También la Curia, añadió el Papa, “como
todo cuerpo, como todo cuerpo humano está expuesta a las enfermedades”. En
particular, mencionó quince enfermedades con el objetivo de que los cardenales,
obispos, sacerdotes, religiosos y laicos puedan prepararse a recibir el
sacramento de la confesión antes de esta Navidad.
Así presentó el Papa estas quince
enfermedades.
La
enfermedad de sentirse “inmortal”, “inmune”, o incluso indispensable, descuidando
los controles necesarios y habituales. Una Curia que no se autocritica, que no
se actualiza, que no trata de mejorarse, es un cuerpo enfermo. ¡Una visita a un
cementerio nos podría ayudar a ver los nombres de tantas personas, de las que
en algunos casos quizá pensábamos que eran inmortales, inmunes e
indispensables!
Es la enfermedad del rico inconsciente del
Evangelio, que pensaba vivir para la eternidad (Cf. Lucas 12, 13-21) y de
quienes se convierten en dueños y superiores a todos, en vez de ponerse al
servicio de los demás. Esta enfermedad deriva con frecuencia de la patología
del poder, del “complejo de los elegidos”, del narcisismo que mira con pasión
la propia imagen y no ve la imagen de Dios impresa en el rostro de los demás,
especialmente de los más débiles y necesitados (Cf. “Evangelii Gaudium”,
197-201). El antídoto a esta epidemia es la gracia de sentirnos pecadores y de
decir con todo el corazón: “Somos siervos inútiles; hemos hecho lo que debíamos
hacer” (Lucas 17, 10).
Hay otra:
la enfermedad del “martismo”, que viene de Marta, la excesiva laboriosidad: es
decir, quienes se sumergen en el trabajo, descuidando inevitablemente “la mejor
parte”: sentarse a los pies de Jesús (cf. Lucas 10, 38-42). Por este motivo
Jesús propuso a los discípulos “descansar algo” (cf. Marcos 6, 31), pues
descuidar el necesario descanso lleva al estrés y a la agitación interior. El
tiempo de descanso de quien ha cumplido con su misión es necesario, un deber y
debe ser vivido seriamente: al transcurrir algo de tiempo con los familiares y
al respetar las vacaciones como momentos de regeneración espiritual y
física; es necesario aprender lo que enseña el Qohélet, que “hay un tiempo para
cada cosa” (3, 1-15).
Se da
también la enfermedad de la “fosilización” mental y espiritual: es
decir, de quienes tienen un corazón de piedra y son “duros de cerviz” (Hechos
de los Apóstoles 7, 51-60); de quienes, con el tiempo, pierden la serenidad
interior, la vivacidad y la audacia, y se esconden bajo documentos de papel,
convirtiéndose en en “máquinas de burocracia” y no en “hombres de Dios” (cfr.

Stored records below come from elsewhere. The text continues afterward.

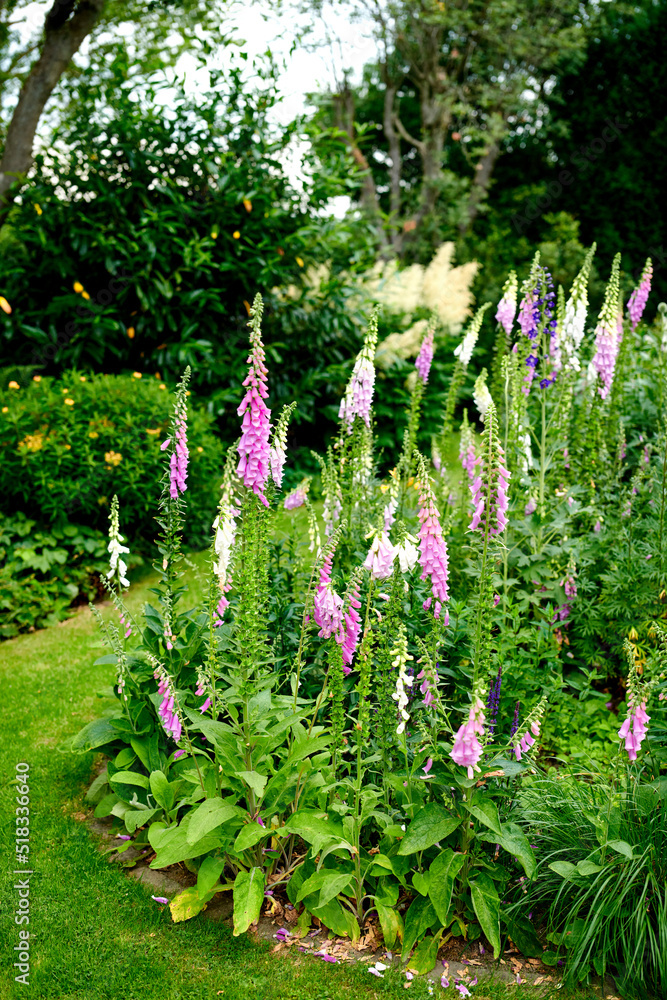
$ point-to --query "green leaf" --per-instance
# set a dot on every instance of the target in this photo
(621, 847)
(486, 905)
(442, 874)
(523, 934)
(420, 882)
(162, 791)
(315, 828)
(254, 780)
(431, 824)
(248, 898)
(425, 954)
(514, 840)
(588, 868)
(391, 923)
(174, 847)
(564, 868)
(337, 918)
(249, 835)
(129, 778)
(486, 812)
(329, 883)
(418, 920)
(208, 874)
(186, 904)
(95, 734)
(210, 815)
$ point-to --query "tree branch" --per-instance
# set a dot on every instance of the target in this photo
(60, 44)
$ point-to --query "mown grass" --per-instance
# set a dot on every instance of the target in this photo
(95, 933)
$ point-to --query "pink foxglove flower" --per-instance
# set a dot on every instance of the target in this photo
(634, 728)
(467, 749)
(507, 306)
(433, 556)
(637, 300)
(328, 605)
(297, 497)
(168, 710)
(358, 396)
(352, 620)
(425, 356)
(253, 448)
(467, 454)
(380, 558)
(606, 335)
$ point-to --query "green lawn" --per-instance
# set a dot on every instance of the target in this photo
(95, 932)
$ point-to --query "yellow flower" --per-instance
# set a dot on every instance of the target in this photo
(32, 442)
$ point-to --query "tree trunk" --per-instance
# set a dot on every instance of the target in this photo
(480, 184)
(66, 25)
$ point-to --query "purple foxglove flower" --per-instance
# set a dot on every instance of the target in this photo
(637, 300)
(253, 448)
(467, 749)
(425, 356)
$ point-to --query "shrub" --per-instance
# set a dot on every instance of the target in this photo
(69, 444)
(43, 571)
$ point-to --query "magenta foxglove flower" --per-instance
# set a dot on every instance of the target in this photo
(253, 448)
(467, 749)
(507, 306)
(297, 497)
(352, 620)
(634, 729)
(637, 301)
(425, 356)
(433, 556)
(380, 558)
(168, 711)
(328, 605)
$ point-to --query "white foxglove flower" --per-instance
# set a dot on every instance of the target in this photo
(118, 568)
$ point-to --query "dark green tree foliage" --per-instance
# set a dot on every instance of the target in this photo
(170, 218)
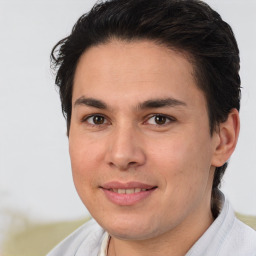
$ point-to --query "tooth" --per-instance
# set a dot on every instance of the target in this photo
(129, 191)
(137, 190)
(121, 191)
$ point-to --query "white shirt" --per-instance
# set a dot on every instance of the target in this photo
(227, 236)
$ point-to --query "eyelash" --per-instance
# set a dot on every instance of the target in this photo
(168, 119)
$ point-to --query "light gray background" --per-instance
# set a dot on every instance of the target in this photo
(35, 175)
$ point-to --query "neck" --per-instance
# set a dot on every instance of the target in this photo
(176, 242)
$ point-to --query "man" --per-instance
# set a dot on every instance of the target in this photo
(151, 93)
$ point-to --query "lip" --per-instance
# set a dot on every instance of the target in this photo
(127, 199)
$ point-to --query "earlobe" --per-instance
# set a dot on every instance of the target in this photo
(227, 138)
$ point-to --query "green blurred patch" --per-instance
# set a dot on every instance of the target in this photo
(38, 240)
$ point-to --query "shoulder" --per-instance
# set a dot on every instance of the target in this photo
(86, 240)
(241, 240)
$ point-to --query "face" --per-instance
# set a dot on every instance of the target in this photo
(140, 145)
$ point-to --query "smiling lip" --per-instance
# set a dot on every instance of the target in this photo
(126, 194)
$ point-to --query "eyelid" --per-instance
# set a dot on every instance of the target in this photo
(84, 119)
(168, 117)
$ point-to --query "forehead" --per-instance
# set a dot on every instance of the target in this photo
(118, 69)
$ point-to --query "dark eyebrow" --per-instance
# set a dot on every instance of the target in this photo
(90, 102)
(159, 103)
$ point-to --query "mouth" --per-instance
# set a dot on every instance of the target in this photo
(129, 191)
(127, 194)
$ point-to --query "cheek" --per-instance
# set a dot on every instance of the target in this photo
(183, 164)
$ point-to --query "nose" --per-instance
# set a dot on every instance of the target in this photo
(125, 150)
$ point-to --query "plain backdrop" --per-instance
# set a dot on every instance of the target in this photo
(35, 173)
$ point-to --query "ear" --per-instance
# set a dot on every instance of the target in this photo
(227, 136)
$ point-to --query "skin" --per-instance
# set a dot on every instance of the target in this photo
(177, 155)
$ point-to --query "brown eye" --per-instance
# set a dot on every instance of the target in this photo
(96, 120)
(160, 120)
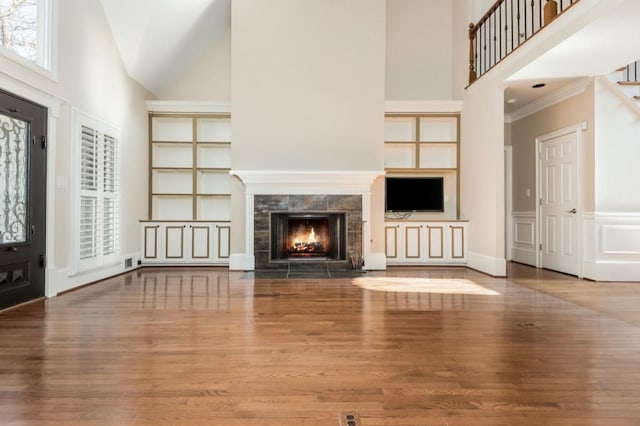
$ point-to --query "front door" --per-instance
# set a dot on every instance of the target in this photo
(559, 202)
(22, 200)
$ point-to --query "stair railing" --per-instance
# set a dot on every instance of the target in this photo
(631, 72)
(506, 26)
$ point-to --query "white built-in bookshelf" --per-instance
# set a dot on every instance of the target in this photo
(189, 170)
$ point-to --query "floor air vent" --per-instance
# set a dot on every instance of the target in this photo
(527, 325)
(350, 418)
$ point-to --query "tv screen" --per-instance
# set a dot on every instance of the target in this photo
(414, 194)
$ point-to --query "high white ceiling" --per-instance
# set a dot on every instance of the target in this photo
(158, 39)
(606, 44)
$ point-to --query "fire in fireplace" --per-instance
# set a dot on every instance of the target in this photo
(308, 236)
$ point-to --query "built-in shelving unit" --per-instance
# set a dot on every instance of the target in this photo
(425, 144)
(190, 163)
(190, 187)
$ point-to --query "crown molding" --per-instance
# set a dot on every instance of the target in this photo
(423, 106)
(573, 89)
(189, 106)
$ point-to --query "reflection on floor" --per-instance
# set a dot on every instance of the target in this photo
(410, 346)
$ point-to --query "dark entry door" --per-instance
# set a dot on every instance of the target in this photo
(22, 200)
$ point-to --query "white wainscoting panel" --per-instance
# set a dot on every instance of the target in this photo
(524, 238)
(611, 246)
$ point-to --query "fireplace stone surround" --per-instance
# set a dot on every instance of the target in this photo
(305, 191)
(267, 205)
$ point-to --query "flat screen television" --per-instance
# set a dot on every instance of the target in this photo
(414, 194)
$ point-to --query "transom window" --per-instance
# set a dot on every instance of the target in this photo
(25, 30)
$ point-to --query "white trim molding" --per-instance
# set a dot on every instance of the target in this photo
(494, 266)
(611, 246)
(423, 106)
(189, 106)
(566, 92)
(524, 237)
(265, 182)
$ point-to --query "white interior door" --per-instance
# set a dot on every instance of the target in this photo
(559, 203)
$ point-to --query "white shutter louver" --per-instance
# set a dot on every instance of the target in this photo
(99, 205)
(88, 227)
(89, 159)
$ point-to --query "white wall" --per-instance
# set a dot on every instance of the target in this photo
(307, 88)
(92, 78)
(308, 85)
(617, 151)
(207, 75)
(420, 50)
(482, 176)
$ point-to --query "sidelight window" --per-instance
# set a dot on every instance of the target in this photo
(98, 201)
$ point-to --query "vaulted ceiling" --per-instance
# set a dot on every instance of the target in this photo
(159, 39)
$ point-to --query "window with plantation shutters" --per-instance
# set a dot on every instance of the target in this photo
(98, 200)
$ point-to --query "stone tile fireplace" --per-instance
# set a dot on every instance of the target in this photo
(306, 217)
(321, 228)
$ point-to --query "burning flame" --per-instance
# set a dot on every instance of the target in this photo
(306, 243)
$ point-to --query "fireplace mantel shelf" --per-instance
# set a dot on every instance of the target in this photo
(307, 182)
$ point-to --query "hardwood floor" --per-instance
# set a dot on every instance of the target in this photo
(205, 346)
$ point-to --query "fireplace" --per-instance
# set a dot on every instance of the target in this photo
(315, 231)
(308, 236)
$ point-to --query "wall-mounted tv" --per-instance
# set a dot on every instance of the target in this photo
(414, 194)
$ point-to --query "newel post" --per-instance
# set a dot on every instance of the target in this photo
(550, 11)
(472, 56)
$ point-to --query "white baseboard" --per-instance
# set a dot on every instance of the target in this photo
(525, 256)
(242, 262)
(494, 266)
(60, 280)
(375, 262)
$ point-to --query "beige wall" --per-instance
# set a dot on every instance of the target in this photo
(420, 50)
(524, 132)
(92, 78)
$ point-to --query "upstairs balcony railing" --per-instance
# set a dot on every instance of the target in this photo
(630, 74)
(505, 27)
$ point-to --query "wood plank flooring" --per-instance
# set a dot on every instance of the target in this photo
(425, 347)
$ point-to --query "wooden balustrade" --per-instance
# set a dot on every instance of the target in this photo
(507, 25)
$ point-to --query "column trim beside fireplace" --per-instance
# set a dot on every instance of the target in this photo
(296, 182)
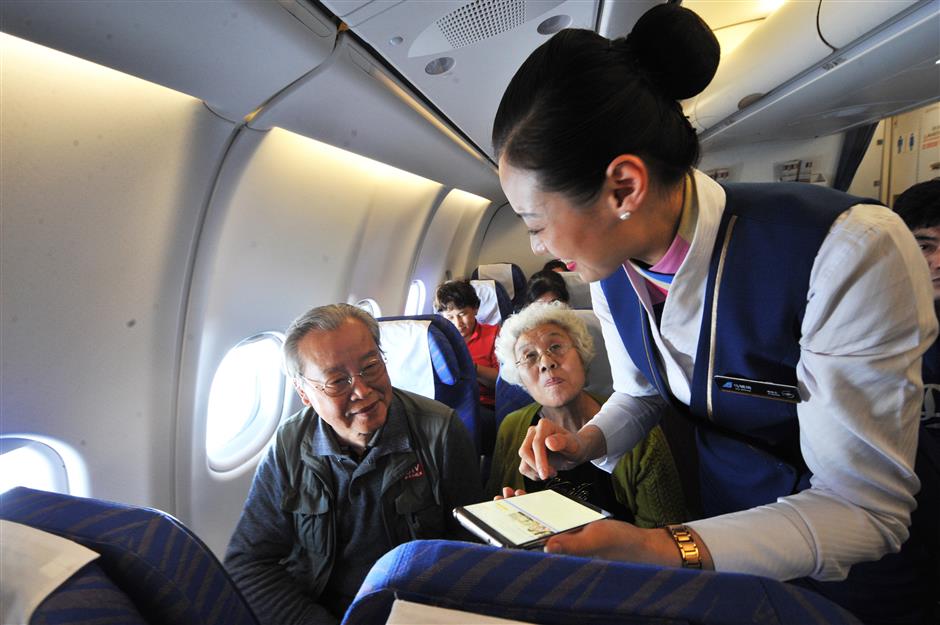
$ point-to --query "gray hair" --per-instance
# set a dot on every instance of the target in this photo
(322, 318)
(532, 316)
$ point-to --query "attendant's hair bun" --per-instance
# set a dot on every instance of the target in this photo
(676, 49)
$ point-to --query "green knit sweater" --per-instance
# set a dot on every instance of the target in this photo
(645, 479)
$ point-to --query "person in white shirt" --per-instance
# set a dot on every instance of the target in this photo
(598, 160)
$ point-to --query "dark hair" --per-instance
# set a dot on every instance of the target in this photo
(580, 100)
(456, 293)
(546, 281)
(919, 206)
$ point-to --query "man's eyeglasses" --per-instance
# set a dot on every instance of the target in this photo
(342, 384)
(532, 357)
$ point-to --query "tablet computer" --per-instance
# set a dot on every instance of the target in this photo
(527, 521)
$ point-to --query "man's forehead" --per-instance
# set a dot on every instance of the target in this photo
(327, 350)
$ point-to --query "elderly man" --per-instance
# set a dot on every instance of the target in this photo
(362, 468)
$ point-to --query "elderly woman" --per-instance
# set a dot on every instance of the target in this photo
(545, 349)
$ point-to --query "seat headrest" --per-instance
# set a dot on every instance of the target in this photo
(599, 379)
(489, 311)
(579, 291)
(418, 355)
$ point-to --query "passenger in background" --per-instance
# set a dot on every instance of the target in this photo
(919, 207)
(556, 265)
(363, 468)
(457, 301)
(546, 286)
(546, 348)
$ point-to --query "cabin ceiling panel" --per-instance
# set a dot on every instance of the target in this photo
(448, 242)
(866, 15)
(486, 41)
(892, 71)
(785, 44)
(233, 54)
(353, 104)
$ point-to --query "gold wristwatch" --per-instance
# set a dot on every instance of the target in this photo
(685, 542)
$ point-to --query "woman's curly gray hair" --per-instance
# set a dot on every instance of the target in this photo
(529, 318)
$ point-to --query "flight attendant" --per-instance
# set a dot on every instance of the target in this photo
(777, 318)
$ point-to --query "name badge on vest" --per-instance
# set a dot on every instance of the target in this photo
(758, 388)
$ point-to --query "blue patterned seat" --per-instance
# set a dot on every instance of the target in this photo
(169, 575)
(455, 382)
(541, 588)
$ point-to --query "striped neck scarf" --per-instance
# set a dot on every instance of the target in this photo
(659, 276)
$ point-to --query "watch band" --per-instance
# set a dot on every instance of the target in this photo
(685, 542)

Hebreos 3, 12). ¡Es peligroso perder la sensibilidad humana necesaria que nos
permite llorar con quienes lloran y alegrarnos con quienes se alegran! Es la
enfermedad de quienes pierden “los sentimientos de Jesús" (Cf. Filipenses
2, 5-11), pues su corazón, con el paso del tiempo, se endurece y se hace
incapaz de amar incondicionalmente al Padre y al prójimo (cf. Mateo 22, 34-40).
Ser cristiano significa “tener los mismos sentimientos de Jesucristo,
sentimientos de humildad y de entrega, de desapego y generosidad”.
La
enfermedad de una planificación excesiva y del funcionalismo: Cuando
el apóstol planifica todo minuciosamente y cree que con una perfecta
planificación todo avanza se convierte en un contable o asesor fiscal.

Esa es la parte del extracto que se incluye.